Dust Collection Equipment
Dust collection equipment encompasses a wide variety of devices and systems designed to minimize air particle contamination in workshops, plants, manufacturing facilities, or any commercial or industrial space. The pollutants produced in these environments, such as volatile organic compounds, metalworking chips, hydrocarbon, and solvent fumes can have serious environmental and biological ramifications if not properly removed from the air and disposed of.
Quick links to Dust Collection Equipment Information
Applications of Dust Collection Equipment
Regulatory and insurance agencies often require that dust collection equipment be installed in areas in which air quality is threatened by industrial processes. This is done to maintain healthy work environments. Removing dust from the air not only benefits the employees, but it also improves equipment functionality, productivity, and longevity, as even small amounts of dust can clog and damage motors.
These industries use many types of dust collecting systems:
- Coal Handling
- Cement and Metal Fabrication
- Woodworking
- Agriculture
- Medical
- Electronic
- Food Processing
Dust Collection Equipment Design and Customization
In many common industrial situations, a retrieval component is added to equipment to recover, recycle, and reuse manufacturing byproducts, such as metal chips and liquids, that are still very valuable. Product recovery is one of many considerations involved in the selection of dust collection equipment. Airflow, system power, motor and spatial requirements, storage capacity, minimum particle size, dust type, and maintenance needs should all be carefully weighed, as improper equipment can result in decreased productivity and product failure.
Baghouses, cartridge collectors, wet and jet dust collectors, ambient units, collection booths, downdraft tables, and overhead hoods are all specific pieces of equipment. Baghouses are the most common apparatus employed due to efficiency and versatility. Units may be portable dust collectors or stationary. Industrial dust collectors are often stationary due to size, while portable systems are often smaller and more easily transported from workstation to workstation.

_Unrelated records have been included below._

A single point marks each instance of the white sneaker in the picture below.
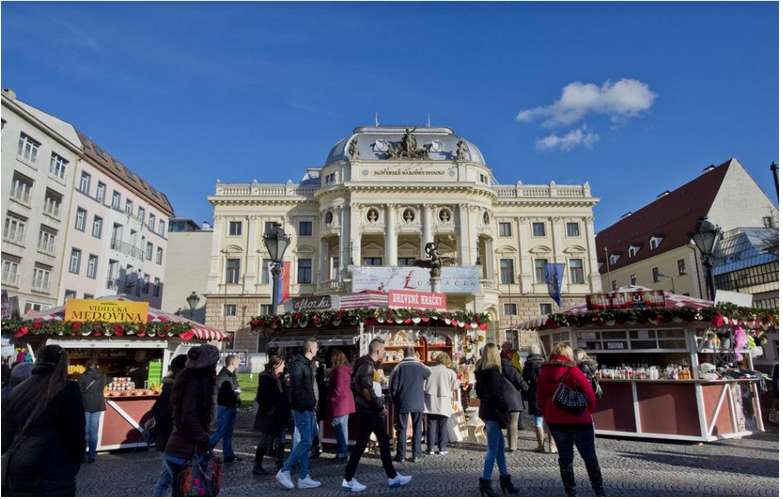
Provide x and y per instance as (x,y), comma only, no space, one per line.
(353,486)
(399,480)
(307,483)
(284,477)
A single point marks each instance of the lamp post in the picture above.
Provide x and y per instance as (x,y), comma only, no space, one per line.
(193,300)
(276,242)
(670,278)
(705,236)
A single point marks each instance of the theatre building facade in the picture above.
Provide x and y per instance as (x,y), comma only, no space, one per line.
(362,220)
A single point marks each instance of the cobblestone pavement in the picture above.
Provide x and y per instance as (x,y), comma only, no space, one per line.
(747,467)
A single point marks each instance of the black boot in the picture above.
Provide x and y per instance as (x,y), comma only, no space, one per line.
(258,467)
(506,486)
(569,482)
(596,480)
(485,487)
(279,455)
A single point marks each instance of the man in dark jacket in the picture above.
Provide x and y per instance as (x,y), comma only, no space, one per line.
(530,372)
(303,404)
(227,401)
(407,390)
(514,386)
(91,383)
(372,414)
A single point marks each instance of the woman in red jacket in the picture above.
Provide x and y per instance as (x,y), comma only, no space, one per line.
(570,429)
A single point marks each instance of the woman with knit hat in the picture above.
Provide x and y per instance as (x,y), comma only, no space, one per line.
(192,399)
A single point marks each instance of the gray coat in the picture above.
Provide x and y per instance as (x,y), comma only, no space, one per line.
(407,385)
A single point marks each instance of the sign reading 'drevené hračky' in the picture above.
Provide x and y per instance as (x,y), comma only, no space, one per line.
(106,311)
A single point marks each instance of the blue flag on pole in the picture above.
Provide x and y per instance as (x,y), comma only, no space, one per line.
(554,280)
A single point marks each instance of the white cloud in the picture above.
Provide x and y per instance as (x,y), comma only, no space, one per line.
(621,100)
(581,136)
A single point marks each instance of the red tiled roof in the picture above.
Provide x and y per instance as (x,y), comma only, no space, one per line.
(125,175)
(670,217)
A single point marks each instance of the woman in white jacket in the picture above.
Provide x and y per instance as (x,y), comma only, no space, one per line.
(439,398)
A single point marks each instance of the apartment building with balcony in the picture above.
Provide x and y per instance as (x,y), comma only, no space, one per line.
(117,239)
(39,161)
(382,195)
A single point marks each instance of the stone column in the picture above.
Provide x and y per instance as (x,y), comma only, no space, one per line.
(390,256)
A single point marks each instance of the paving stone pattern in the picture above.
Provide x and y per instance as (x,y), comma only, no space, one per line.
(740,468)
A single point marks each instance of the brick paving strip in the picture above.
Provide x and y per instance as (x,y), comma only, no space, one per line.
(740,468)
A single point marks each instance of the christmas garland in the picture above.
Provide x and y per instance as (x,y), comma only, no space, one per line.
(720,315)
(19,328)
(369,316)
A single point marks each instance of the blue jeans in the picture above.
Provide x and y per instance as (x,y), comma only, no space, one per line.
(227,418)
(496,450)
(304,422)
(164,482)
(340,426)
(91,421)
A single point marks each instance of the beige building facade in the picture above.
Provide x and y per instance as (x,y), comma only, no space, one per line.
(369,212)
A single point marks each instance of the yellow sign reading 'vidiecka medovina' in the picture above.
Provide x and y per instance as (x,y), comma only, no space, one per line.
(106,311)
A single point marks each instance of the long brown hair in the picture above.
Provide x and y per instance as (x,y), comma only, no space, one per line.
(57,357)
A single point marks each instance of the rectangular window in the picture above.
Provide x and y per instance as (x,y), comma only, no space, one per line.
(28,148)
(92,266)
(46,241)
(10,273)
(266,272)
(14,229)
(20,189)
(232,271)
(540,267)
(506,271)
(76,261)
(504,229)
(58,166)
(305,271)
(81,219)
(577,271)
(41,280)
(97,226)
(100,192)
(84,183)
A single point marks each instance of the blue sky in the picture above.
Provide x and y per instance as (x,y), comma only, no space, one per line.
(635,98)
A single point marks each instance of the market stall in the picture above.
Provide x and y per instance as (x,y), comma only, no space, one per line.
(351,322)
(671,366)
(114,330)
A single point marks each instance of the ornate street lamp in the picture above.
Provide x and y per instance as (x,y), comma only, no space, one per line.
(193,300)
(276,242)
(705,235)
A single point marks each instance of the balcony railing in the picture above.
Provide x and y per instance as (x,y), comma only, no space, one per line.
(127,249)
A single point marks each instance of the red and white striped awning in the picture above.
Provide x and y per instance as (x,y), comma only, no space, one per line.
(364,299)
(199,331)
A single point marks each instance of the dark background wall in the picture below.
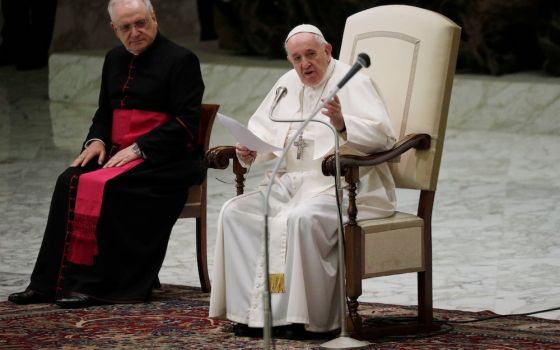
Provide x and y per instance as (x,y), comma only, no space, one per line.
(498,37)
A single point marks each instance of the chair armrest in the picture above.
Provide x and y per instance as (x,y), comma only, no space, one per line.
(416,141)
(218,158)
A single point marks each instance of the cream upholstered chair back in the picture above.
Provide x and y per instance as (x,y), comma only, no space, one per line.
(413,53)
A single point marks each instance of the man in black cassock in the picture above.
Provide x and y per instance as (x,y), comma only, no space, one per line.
(113,210)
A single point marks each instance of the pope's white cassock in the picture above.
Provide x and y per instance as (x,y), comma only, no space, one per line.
(303,212)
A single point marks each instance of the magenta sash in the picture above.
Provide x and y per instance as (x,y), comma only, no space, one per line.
(128,126)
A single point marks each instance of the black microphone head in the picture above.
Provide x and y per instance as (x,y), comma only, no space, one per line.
(281,91)
(364,60)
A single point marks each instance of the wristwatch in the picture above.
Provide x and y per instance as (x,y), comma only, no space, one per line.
(137,150)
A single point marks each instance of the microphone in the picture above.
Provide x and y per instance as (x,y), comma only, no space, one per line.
(362,61)
(281,91)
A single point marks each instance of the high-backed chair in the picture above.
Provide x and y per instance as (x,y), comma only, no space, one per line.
(413,53)
(196,202)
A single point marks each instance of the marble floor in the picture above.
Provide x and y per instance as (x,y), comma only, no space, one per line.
(496,219)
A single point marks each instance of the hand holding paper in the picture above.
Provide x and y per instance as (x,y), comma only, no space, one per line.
(244,136)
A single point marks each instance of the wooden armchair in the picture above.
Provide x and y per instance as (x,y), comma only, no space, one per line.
(413,53)
(196,202)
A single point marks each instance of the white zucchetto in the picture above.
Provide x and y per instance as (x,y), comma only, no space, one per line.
(304,28)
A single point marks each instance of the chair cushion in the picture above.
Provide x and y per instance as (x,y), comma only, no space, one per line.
(393,245)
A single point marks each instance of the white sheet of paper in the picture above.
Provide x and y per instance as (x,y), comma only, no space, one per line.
(245,136)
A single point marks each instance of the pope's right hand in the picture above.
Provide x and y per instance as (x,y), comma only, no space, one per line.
(96,149)
(244,154)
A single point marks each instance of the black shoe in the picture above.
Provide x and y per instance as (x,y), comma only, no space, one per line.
(297,331)
(78,301)
(242,330)
(30,297)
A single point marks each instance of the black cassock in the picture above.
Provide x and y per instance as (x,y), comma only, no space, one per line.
(141,206)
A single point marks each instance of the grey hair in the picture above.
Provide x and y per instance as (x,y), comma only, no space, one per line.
(112,3)
(321,40)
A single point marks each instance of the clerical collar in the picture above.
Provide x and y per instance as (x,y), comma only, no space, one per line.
(156,39)
(330,70)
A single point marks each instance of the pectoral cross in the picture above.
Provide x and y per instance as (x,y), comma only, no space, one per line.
(300,144)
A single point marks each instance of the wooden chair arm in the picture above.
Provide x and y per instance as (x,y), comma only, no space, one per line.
(416,141)
(218,158)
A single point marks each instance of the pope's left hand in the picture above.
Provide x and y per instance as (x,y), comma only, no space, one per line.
(333,110)
(122,157)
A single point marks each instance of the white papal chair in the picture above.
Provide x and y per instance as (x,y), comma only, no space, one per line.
(413,53)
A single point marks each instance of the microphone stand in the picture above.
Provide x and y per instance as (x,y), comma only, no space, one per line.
(344,340)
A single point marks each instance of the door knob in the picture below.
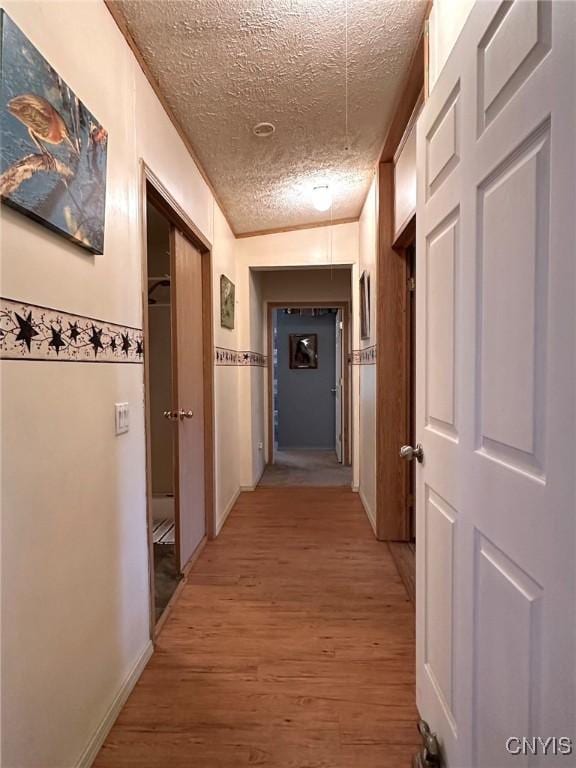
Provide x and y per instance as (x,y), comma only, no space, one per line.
(409,453)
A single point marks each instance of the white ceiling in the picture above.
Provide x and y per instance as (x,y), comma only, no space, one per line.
(225,65)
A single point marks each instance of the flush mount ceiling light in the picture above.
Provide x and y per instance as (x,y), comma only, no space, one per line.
(263,129)
(322,198)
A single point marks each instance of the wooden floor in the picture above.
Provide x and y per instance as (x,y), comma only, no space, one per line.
(292,646)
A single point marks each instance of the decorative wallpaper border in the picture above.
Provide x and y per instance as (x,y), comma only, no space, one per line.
(365,356)
(223,356)
(33,332)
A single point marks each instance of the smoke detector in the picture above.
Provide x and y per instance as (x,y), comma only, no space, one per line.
(263,129)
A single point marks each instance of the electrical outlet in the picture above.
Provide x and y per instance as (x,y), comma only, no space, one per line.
(122,418)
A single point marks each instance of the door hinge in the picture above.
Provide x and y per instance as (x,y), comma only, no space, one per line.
(430,756)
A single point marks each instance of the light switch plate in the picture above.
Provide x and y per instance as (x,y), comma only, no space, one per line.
(122,418)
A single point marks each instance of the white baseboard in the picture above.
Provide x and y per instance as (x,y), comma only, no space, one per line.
(369,513)
(227,511)
(248,488)
(99,737)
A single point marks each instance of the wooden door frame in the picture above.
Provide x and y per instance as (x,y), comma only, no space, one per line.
(152,190)
(392,326)
(347,393)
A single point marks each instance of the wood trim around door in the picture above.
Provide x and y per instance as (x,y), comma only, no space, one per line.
(347,394)
(152,189)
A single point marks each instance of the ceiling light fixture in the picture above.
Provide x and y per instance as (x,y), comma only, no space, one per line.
(322,198)
(262,130)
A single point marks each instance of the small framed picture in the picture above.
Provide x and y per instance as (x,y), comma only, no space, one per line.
(365,306)
(303,350)
(227,297)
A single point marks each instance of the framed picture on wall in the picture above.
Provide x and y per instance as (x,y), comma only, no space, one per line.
(54,151)
(365,305)
(303,350)
(227,298)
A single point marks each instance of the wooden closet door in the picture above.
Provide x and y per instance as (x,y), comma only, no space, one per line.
(188,395)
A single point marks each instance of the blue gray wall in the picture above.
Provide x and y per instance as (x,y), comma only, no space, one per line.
(306,404)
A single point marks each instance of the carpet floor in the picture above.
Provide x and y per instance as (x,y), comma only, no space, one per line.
(309,468)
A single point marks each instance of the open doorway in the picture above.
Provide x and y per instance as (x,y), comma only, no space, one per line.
(178,394)
(161,430)
(404,550)
(308,433)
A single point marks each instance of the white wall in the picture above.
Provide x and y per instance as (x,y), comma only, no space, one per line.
(319,246)
(444,25)
(74,549)
(368,243)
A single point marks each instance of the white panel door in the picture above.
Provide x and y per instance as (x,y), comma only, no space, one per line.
(338,387)
(495,402)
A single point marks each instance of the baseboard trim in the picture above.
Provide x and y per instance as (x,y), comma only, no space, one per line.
(227,511)
(368,511)
(250,488)
(99,737)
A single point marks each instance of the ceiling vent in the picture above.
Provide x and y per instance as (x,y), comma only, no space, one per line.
(263,129)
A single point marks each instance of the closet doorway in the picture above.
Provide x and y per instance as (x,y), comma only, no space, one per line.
(178,393)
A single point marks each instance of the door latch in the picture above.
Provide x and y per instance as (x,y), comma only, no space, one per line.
(430,756)
(408,453)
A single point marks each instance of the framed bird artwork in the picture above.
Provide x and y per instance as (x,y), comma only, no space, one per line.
(53,150)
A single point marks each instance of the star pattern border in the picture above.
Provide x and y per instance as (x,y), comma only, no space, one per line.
(223,356)
(33,332)
(365,356)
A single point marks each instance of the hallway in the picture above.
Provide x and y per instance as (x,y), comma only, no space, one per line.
(291,645)
(310,468)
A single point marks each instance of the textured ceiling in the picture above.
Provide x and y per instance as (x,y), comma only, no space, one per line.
(225,65)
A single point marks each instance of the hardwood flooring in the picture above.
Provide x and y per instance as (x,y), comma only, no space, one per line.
(291,646)
(404,555)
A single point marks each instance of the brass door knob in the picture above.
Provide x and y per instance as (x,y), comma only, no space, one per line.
(408,452)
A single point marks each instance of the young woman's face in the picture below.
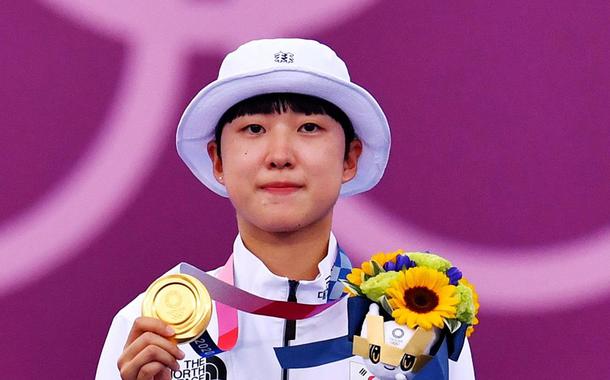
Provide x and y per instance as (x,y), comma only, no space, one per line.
(283,172)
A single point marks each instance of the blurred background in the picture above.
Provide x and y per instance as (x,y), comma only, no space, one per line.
(500,162)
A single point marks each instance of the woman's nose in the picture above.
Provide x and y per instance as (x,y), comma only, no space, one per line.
(280,154)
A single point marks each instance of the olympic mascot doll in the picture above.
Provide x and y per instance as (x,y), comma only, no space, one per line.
(420,310)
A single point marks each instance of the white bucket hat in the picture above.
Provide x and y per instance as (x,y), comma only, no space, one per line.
(284,65)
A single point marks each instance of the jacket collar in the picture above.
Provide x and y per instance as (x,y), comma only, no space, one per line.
(251,275)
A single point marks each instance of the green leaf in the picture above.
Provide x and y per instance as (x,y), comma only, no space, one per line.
(376,268)
(383,301)
(452,324)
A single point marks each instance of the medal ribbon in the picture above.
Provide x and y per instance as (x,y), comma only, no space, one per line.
(229,299)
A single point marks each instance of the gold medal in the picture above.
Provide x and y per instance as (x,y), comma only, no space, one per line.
(182,302)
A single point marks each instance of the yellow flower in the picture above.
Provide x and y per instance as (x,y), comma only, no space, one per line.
(422,297)
(367,268)
(356,276)
(475,298)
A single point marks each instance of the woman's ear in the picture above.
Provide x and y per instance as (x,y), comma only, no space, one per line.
(350,164)
(216,161)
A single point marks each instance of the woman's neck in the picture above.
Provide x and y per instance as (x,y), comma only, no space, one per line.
(294,254)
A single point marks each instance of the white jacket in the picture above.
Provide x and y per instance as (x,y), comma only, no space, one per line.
(253,356)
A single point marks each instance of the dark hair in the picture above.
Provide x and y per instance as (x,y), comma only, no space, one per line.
(281,102)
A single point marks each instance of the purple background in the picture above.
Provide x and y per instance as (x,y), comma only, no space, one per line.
(500,121)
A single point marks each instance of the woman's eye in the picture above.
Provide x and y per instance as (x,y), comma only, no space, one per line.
(255,129)
(310,127)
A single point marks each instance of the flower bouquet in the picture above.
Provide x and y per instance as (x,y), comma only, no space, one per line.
(421,308)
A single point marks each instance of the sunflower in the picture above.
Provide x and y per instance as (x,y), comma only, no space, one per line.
(475,298)
(422,297)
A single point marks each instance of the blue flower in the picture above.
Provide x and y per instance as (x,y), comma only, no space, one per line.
(454,275)
(404,262)
(389,266)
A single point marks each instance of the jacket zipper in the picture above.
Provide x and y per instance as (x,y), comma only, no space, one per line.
(290,326)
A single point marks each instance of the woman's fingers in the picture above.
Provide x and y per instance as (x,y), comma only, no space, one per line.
(148,363)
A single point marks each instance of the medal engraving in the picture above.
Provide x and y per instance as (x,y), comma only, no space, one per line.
(182,302)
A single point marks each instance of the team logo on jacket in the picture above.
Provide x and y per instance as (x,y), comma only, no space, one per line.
(211,368)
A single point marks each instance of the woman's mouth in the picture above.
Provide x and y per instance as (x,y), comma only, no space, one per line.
(281,187)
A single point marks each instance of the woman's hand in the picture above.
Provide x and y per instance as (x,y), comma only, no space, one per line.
(150,351)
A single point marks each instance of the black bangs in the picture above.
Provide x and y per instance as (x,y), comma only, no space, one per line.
(267,104)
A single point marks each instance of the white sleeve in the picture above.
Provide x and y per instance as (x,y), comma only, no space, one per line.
(463,369)
(107,368)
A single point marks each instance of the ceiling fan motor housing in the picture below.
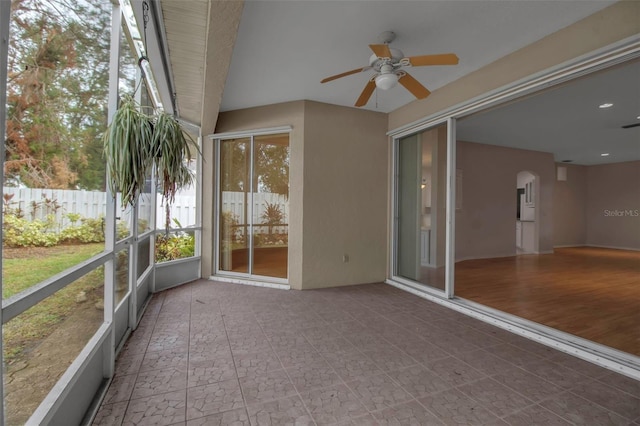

No matter the kind or mobility, every piece of dust collection equipment uses inertial separators, fabric filters, wet scrubbers, electrostatic precipitators, unit collectors, or any combination of these to effectively and efficiently remove particulates from an air source.
How Dust Collection Equipment Works
In general, dust collectors work by drawing contaminated air through a filter, which captures and collects particles before releasing purified air back into the workspace or atmosphere. Though specific equipment varies, most dust collectors have the same basic components. A blower, dust filter, filter cleaning system, dust receptacle, and dust removal system are present in nearly every type of collector unit. While systems can be singular, most high use equipment employ multiple filtration devices, some using up to four filter components.